The Book of Trogool

Not turning up our noses

I gave a talk for PALINET some little while ago about institutional repositories. The audience had been primed by the fantastic Peter Murray to think about looking after digital content as the “fourth great wave” of library work. (I wish that talk was online. It was absolutely brilliant.)

But not everyone was entirely onboard with that. I recall distinctly one distinguished-looking white-haired gentleman raising his hand. “We in libraries,” he said (paraphrase mine), “have historically been purveyors of quality information. Authoritative information. On what basis should we jeopardize that raison d’etre for institutional repositories?”

Brave man, and he expressed well a resistance I’ve felt in my librarian colleagues near and far as long as I’ve been running IRs. Why do you collect that, they ask without asking. IRs established alongside established digital-library programs suffer worse, the parvenu being simply too declassé to mention in the same breath as library-blessed digital collections. The funny thing is, in a lot of these situations I suspect the digital library was resisted for a long time too; I suppose I can only shrug and be mildly pleased that IRs legitimize digital libraries by being the next target of scorn.

The thing is, if libraries are going to involve themselves in digital curation, we’ll have to get over our yen for authority and finality. Even, dare I say it, quality.

Part of the reason for this is that in many fields, data-quality standards haven’t been worked out yet. Cowboy data curators have to do their best and hope. Over time, this problem is likely to become less salient, which I expect will also lessen librarians’ resistance to data curation?but I doubt the issue will ever go entirely away.

A related part of the reason is that data authority is a vexed question, and in most cases (it seems to me) the data will have to be collected and cared for well before the question of authority can be resolved. We just won’t know what data are usefully authoritative until the researcher community has chewed them over a bit.

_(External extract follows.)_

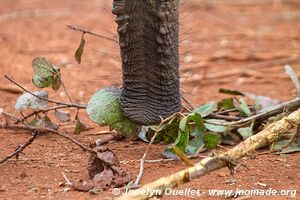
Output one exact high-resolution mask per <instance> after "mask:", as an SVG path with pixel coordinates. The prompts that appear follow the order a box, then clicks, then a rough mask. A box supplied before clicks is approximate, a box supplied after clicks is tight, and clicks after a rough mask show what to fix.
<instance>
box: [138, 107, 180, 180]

Part of the reason is that if we want decent-quality, well-described data, we just can’t sit around until it’s final. I’ve any number of war stories about stupid data that didn’t have to be stupid; its collectors just didn’t think through what they were doing until it was much, much too late. A librarian?any librarian!?could have asked the right questions and pointed to some of the right answers, but only early enough in the process to ensure that librarianly insights made it into the data-gathering process.

Sometimes, for all our best efforts, we’ll find a dataset that needed an intervention that it didn’t get. Sometimes, we’ll have to sigh and take it anyway. Irreplaceability is one cogent reason to do so.

I expect that many librarians will find this an unpalatable set of outlook changes. The only counter I have is that they are necessary outlook changes if we are to participate in this service cluster.


  1. #1 Steve Hitchcock
    August 13, 2009

    Why should librarians give up their QC role for anything-goes IRs? Call it the digital flip. For print the filters are on the input side. For digital the filters are on the output side. Ask Google.

  2. #2 Dorothea Salo
    August 13, 2009

    Well, the funny thing is, librarians’ QC role, considered in the context of the entire process of knowledge production, is actually pretty minimal. We decide what to buy — AFTER the whole process of selection, editing, review, and publication.

    It’s not authoritative because we selected it. We selected it because we thought it was authoritative.

    So another way of saying what I said in this post is that we’re getting involved with data well before the QC processes that we take for granted. The thing I find nifty about that is that our involvement may actually help the data be higher-quality and more authoritative!